Je fus capturé à Anné en Belgique et emmené jusqu’à Poznań en Pologne. Arrivé là, j’ai participé à ce que je pensais être la construction d’un lac, souvent par des températures atteignant – 28°. Puis, avec des centaines d’autres prisonniers, je me suis rendu à pied à Later (Hanovre) dans un camp de prisonniers où je fabriquais des accumulateurs et ce jusqu’à la fin de la guerre. Je portais une étoile blanche qui me permettait de circuler dans tout le camp. Les conditions de vie étaient très dures et la nourriture manquait cruellement ; partager devenait obligatoire.

L’arrivée des Allemands

Du fait de la Guerre-éclair et de la progression rapide des Allemands, les habitants de Chicheboville n’ont pas le temps de fuir. Pourtant l’exode est préparé par certains, suite aux rumeurs colportées sur les atrocités commises par l’ennemi. Aucun combat n’a lieu aux alentours de la commune. Seuls quelques soldats isolés se repliant sur Cherbourg font sauter le dépôt d’essence de la gare de Moult. Des personnes habitant Caen et Mondeville viennent se réfugier dans leurs familles, à la campagne. La plupart y restent jusqu’à la fin de la guerre.

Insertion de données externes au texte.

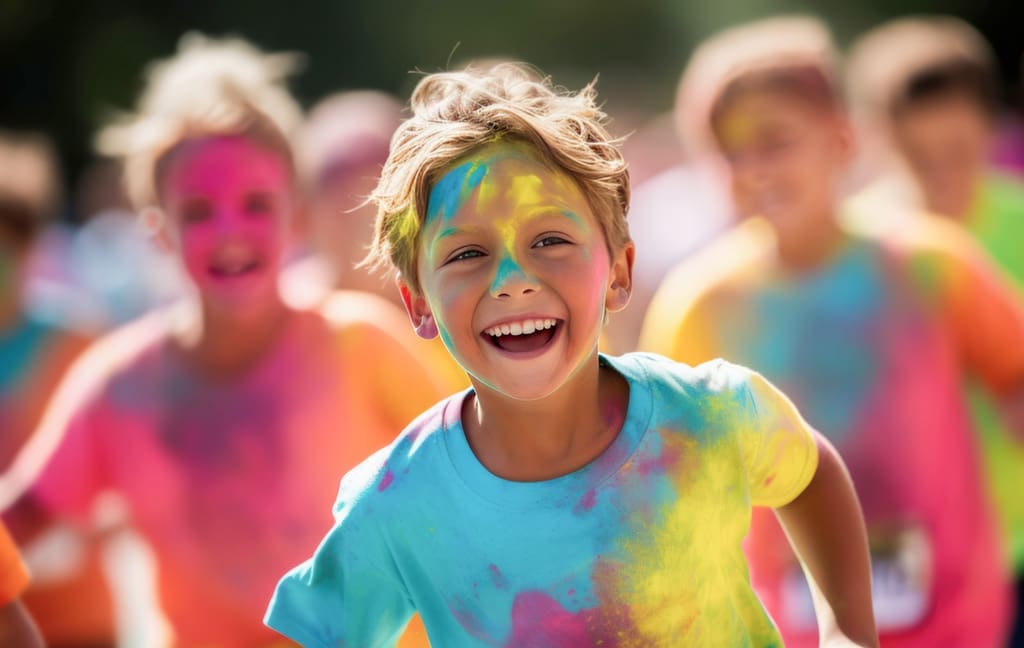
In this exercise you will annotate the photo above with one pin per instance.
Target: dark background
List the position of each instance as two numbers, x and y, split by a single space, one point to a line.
67 67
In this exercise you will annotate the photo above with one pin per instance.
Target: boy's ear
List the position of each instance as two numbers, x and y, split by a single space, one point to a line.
155 224
621 285
418 310
300 225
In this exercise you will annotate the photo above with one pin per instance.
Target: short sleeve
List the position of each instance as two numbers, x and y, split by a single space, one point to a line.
778 447
13 573
348 594
987 316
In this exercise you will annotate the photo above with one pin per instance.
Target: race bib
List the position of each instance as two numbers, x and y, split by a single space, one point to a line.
901 581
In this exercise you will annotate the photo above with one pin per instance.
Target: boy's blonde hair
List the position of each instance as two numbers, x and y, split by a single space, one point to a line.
455 113
793 53
211 88
893 63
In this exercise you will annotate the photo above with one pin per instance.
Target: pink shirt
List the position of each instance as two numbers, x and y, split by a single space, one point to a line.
231 482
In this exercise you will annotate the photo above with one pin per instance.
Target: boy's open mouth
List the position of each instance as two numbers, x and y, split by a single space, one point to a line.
523 336
229 269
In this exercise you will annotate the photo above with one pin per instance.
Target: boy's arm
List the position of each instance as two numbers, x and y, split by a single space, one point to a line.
792 469
349 592
985 312
826 529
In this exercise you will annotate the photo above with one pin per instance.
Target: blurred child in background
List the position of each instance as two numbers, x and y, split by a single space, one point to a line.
223 423
930 84
872 338
342 146
34 356
568 498
16 629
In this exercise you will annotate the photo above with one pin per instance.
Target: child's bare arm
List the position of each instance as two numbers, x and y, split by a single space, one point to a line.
826 528
16 628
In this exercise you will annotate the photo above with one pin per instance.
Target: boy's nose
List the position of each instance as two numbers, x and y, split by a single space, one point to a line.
511 281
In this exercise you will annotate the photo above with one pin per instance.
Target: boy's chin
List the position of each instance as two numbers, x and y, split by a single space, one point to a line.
240 301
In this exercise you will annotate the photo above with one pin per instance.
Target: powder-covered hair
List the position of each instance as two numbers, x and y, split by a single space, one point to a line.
455 113
211 88
912 59
791 54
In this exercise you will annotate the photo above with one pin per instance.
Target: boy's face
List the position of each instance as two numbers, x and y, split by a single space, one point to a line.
227 203
945 142
515 272
786 158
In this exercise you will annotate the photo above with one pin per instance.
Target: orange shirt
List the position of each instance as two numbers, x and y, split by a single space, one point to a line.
13 573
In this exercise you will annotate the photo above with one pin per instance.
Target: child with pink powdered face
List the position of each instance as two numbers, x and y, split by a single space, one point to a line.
224 423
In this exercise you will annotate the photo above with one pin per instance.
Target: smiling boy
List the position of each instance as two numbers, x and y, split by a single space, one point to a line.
568 498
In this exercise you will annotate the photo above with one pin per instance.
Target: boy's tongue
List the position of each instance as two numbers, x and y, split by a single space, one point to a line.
525 342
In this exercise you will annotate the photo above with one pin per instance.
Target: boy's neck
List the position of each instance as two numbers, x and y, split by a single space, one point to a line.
543 439
225 344
810 248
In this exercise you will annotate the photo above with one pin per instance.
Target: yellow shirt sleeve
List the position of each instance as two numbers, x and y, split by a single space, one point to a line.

Le 23 juin 1940, les troupes allemandes arrivent par la route nationale et traversent Chicheboville. Les jours suivants, ils s’installent dans la commune, logent chez les personnes qui disposent d’une chambre libre. La population a peur et fait très attention. Peu de jours après leur arrivée, le maire et un sous-officier visitent les maisons et réquisitionnent les fusils. Plus tard, ce seront les postes de radio. Cependant certains, comme M. Romain, prennent bien soin de cacher leurs armes après les avoir graissées puis roulées dans des linges.
L’année 1940 symbolise la défaite française et le début de l’ordre allemand. Elle apparaît comme une phase de transition : une période paisible avant le commencement d’une terrible occupation.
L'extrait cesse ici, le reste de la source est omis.